Using the stampede2 cluster

This page is a quick start for using the stampede2 cluster at TACC.

The stampede2 User Guide

For complete up-to-date information, always see: TACC's stampede2 User Guide

Logging in

Start a new terminal window. For MACs this is done by clicking on the magnifying glass on the right hand side of the toolbar at the top of the page and type "terminal".  For windows this can be done using putty or cygwin. 

Before logging onto TACC servers, multi-factor authentication must be set up. Click here for an overview of this process, and click here to begin setting it up

You will need to provide your password and a TACC token to successfully log in to stampede2 or any other TACC cluster.

ssh <my_user_name>@stampede2.tacc.utexas.edu

Setting up up a profile

There are many flavors of Linux/Unix shells. The default for TACC's Linux (and most other Linuxes) is bash (bourne againshell), which we will use throughout.

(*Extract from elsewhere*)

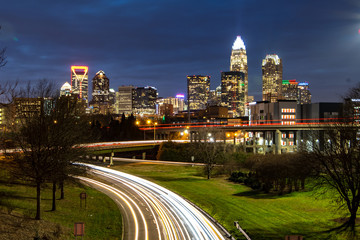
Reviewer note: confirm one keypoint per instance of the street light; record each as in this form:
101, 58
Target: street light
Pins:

Whenever you login via an interactive shell as you did above, a well-known script is executed by the shell to establish your favorite environment settings. We've set up a common profile for you to start with that will help you know where you are in the file system and make it easier to access some of our shared resources. To set up this profile, do the following steps after logging in:

Copy a preconfigured "profile" to use with your account



cdh
mv ~/.profile ~/.profile.old
cp /work2/projects/BioITeam/projects/courses/Core_NGS_Tools/tacc/bashrc.corengs.stampede2 ~/.profile
echo "export PATH=\$PATH:/work2/projects/BioITeam/common/bin/" >> ~/.profile
chmod 600 .profile
source .profile
ls 


The chmod 600 .profile command marks the file as readable/writable only by you. The .profile script file will not be executed unless it has these permissions settings. Note that the well-known filename is .profile (or .profile_user on some systems), which is specific to the bash shell.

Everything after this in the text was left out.